SB 262  (Bail Reform ) (Joint Author): Reforms California's money bail system to address the disproportionate impacts on low-income and low-wealth residents. SB 262 will set bail at $0 for misdemeanors and low-level felonies in California and will require that money paid for bail or bond is refunded when the charges are dropped, a case has been dismissed or if the person has not missed any required court appearances. The legislation also states that it is the Legislature’s intent to ensure that a person is not kept behind bars pending trial simply because of their inability to afford bail.

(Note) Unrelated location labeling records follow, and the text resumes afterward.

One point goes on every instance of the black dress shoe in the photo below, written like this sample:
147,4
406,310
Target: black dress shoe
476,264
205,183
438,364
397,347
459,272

Click here to read the press release.

SB 290 (Housing Density Bonus): Makes clarifications to California's housing Density Bonus law to spur the creation of more low-income student housing and for-sale housing for moderate-income residents. (SB 290 is exactly the same language that was in SB 1085 (2020) on the last day of session, when the Legislature ran out of time for a concurrence vote.) Click here tor read the press release.

SB 301 (Online Marketplaces): Seeks to regulate high-volume third-party sellers on online marketplaces.

SB 354 (Foster youth placement): Addresses California's shortage of foster care homes by reforming state regulations to make it easier to place children with family relatives.

SB 364 (School Meals for All): Make free meals available to every public school student. Includes provisions that emphasize meals that are freshly prepared with locally grown food, SB 364, Free School Meals for All, will reduce hunger, improve learning, help families, and support California farmers and food producers. Click here to read the press release.

SB 398 (Expanding Access to Legal Cannabis): Expands California’s legal cannabis market by allowing cities and counties to opt in to a state program that will manage licensing and regulations for them, enabling more legal cannabis businesses to open. Click here to read the press release,

SB 524 (Patient Steering): Bars health care service plans or health insurers from requiring patients to fulfill their prescriptions at a particular pharmacy.

SB 746 (Truth in Elections): SB 746 would address a new gap in political reporting requirements and promote internet transparency by requiring online platforms that use personal Internet information to directly target voters on behalf of a candidate or ballot measure to disclose that activity to voters if they request it.